De l’inspiration à la bureaucratisation
À partir des années quatre-vingt-dix, la politique culturelle grenobloise a progressivement perdu son inspiration et son dynamisme. Les deux mandats de la municipalité de Piolle ont accentué ce phénomène : les acteurs culturels et artistiques ont progressivement été soumis à une logique administrative.
L’essoufflement de la politique culturelle a révélé les rapports complexes entre l’art et l’action culturelle ; entre la responsabilité de l’État et celle des collectivités locales ; entre les publics dans leur différentiation sociale et la population… L’État ayant renoncé à lutter contre les inégalités culturelles qui venaient amplifier les inégalités sociales et la fragmentation de la société française, c’est l’idée même de démocratisation culturelle — par le biais de l’accès aux œuvre légitimes —, qui s’était fossilisée.
Les Verts au pouvoir : une (re)définition controversée de la culture à Grenoble
À Grenoble, en 2014, l’arrivée au pouvoir des Verts, s’est exprimée dans l’intitulé même de la délégation : la fonction d’adjoint à la culture, devenait celle d’adjoint “aux cultures”. Pour de nombreuses organisations d’éducation populaire, en grande fragilité institutionnelle et financière, la première mesure aurait dû être celle de la fin de la séparation, instaurée en 1959, avec la naissance de la Ve République, entre culture et éducation populaire.
Les élus Verts, sous l’autorité du Maire, Eric Piolle, ont maintenu, au plan de l’organisation municipale, la distinction entre culturel et socio-culturel. Il y avait là une sorte de “péché originel”. En 2020, une fois réélu, Éric Piolle avait exprimé, par la voix de sa déléguée aux cultures, sa volonté de poursuivre la politique culturelle du mandat précédent. Pour cette dernière, la politique culturelle est « l’apanage des élus » et non de ceux qu’elle appelle, dans son langage technicien, des “opérateurs” (artistes, gestionnaires des équipements, programmateurs…).

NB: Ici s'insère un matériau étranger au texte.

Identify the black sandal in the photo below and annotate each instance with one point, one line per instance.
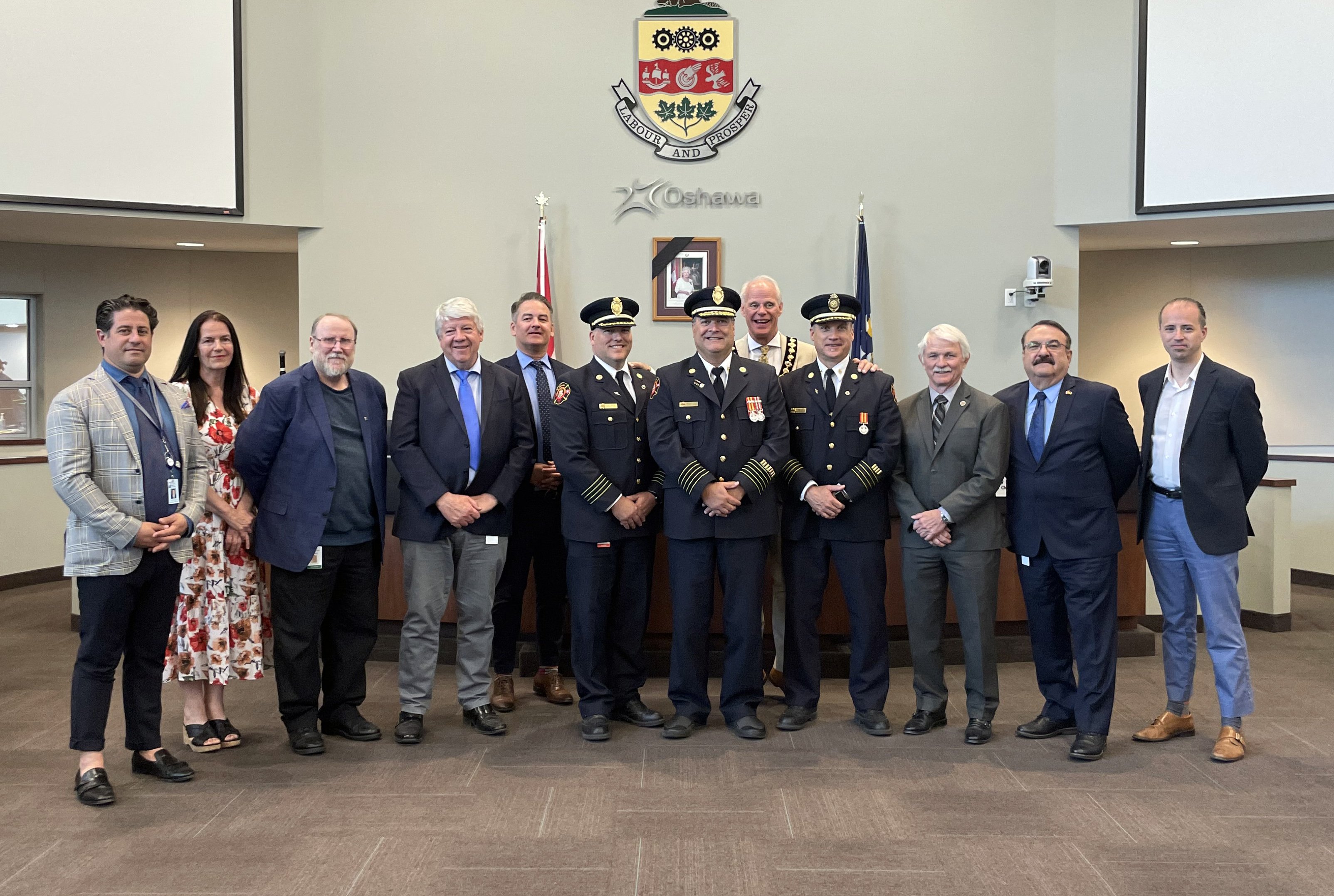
(225, 728)
(197, 738)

La subordination de l’art au Politique
La subordination de l’artistique aux objectifs du Politique est la négation même de l’autonomie de la pratique artistique. L’art et la culture n’ont pas vocation à répondre directement à la régulation sociale : ils représentent des modes d’activités qui permettent à la personne de se situer dans l’univers des formes et des relations sensibles. Notre société est l’objet de fragmentation culturelle ; elle offre de moins en moins d’espace de socialisation.

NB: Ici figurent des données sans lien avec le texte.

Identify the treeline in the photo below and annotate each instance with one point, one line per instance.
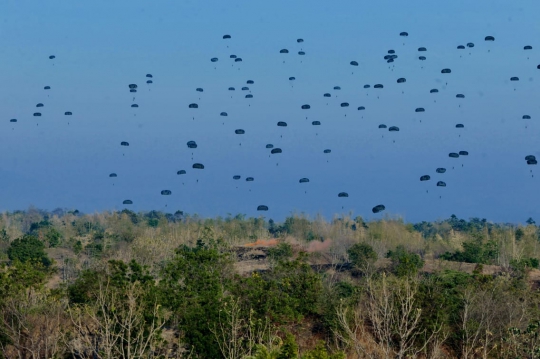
(157, 285)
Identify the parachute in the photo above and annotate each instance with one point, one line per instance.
(378, 208)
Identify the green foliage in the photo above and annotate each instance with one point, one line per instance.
(28, 249)
(282, 251)
(405, 263)
(362, 255)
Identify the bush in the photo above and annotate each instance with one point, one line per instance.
(28, 249)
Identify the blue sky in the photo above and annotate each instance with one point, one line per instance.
(102, 46)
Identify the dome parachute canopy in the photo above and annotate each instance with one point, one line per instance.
(378, 208)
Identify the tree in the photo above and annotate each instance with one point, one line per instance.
(28, 249)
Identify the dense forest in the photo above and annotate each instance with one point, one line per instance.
(161, 285)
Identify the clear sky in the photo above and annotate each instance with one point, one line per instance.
(102, 46)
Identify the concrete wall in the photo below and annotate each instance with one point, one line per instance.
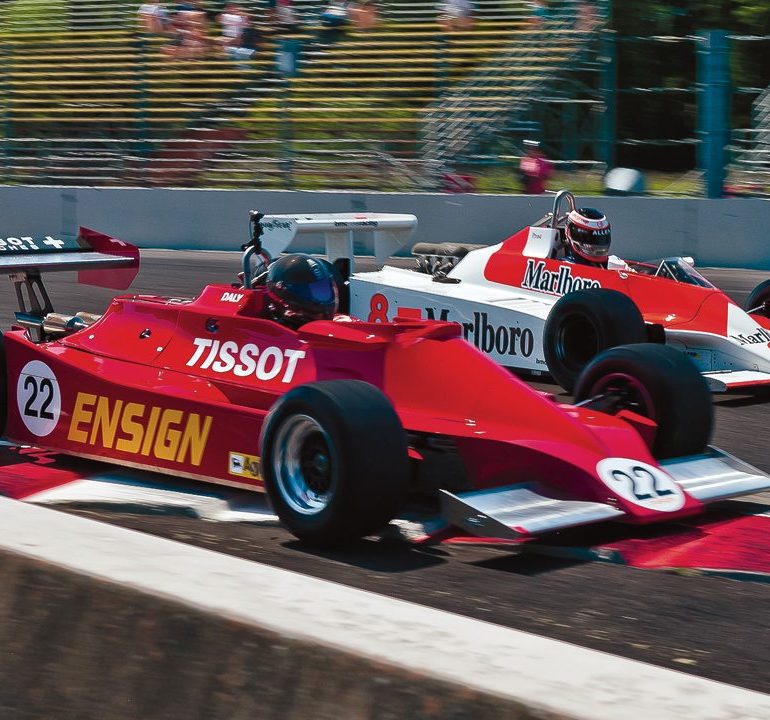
(729, 233)
(102, 623)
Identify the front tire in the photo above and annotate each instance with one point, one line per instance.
(584, 323)
(659, 383)
(758, 300)
(334, 461)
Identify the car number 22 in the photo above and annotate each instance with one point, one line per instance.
(38, 398)
(641, 484)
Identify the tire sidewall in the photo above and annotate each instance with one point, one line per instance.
(758, 296)
(369, 454)
(682, 402)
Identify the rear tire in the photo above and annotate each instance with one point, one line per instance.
(334, 461)
(759, 300)
(657, 382)
(584, 323)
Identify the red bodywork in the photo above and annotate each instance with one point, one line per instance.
(183, 387)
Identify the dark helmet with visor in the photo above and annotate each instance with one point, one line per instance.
(299, 289)
(589, 235)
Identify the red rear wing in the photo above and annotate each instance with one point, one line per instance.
(100, 259)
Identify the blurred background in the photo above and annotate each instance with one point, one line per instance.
(456, 96)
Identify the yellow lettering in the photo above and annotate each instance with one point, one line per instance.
(133, 430)
(150, 433)
(81, 415)
(106, 421)
(194, 438)
(167, 440)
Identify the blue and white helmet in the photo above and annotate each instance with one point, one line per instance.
(589, 235)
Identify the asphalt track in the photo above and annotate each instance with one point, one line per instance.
(709, 626)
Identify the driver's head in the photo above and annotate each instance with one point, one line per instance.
(589, 236)
(299, 289)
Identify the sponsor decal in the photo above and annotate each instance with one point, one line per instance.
(760, 337)
(641, 484)
(131, 427)
(271, 223)
(38, 398)
(554, 282)
(356, 223)
(504, 340)
(244, 465)
(243, 361)
(27, 243)
(508, 340)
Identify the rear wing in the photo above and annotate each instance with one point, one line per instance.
(390, 231)
(100, 260)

À une rationalité technique et administrative, il faut ajouter une conscience sensible. La fonction des artistes, et des acteurs culturels qui les accompagnent dans les diverses médiations, est aussi de participer à la mise en dialogue des pratiques artistiques. C’est la responsabilité du Politique que de créer les conditions d’une synergie du culturel et de l’éducation populaire.
Réconcilier diversité culturelle et justice sociale
Les enjeux d’aujourd’hui — pour les Verts comme pour les autres — se posent à l’aune de la segmentation de la société, de la crise sociale qui est celle du travail, du système inégalitaire de l’École, de la diversité culturelle, du métissage des langages artistiques, du dialogue entre les cultures… Reconnaître ces enjeux implique que la délibération se substitue au slogan et l’attention sensible au jugement idéologique.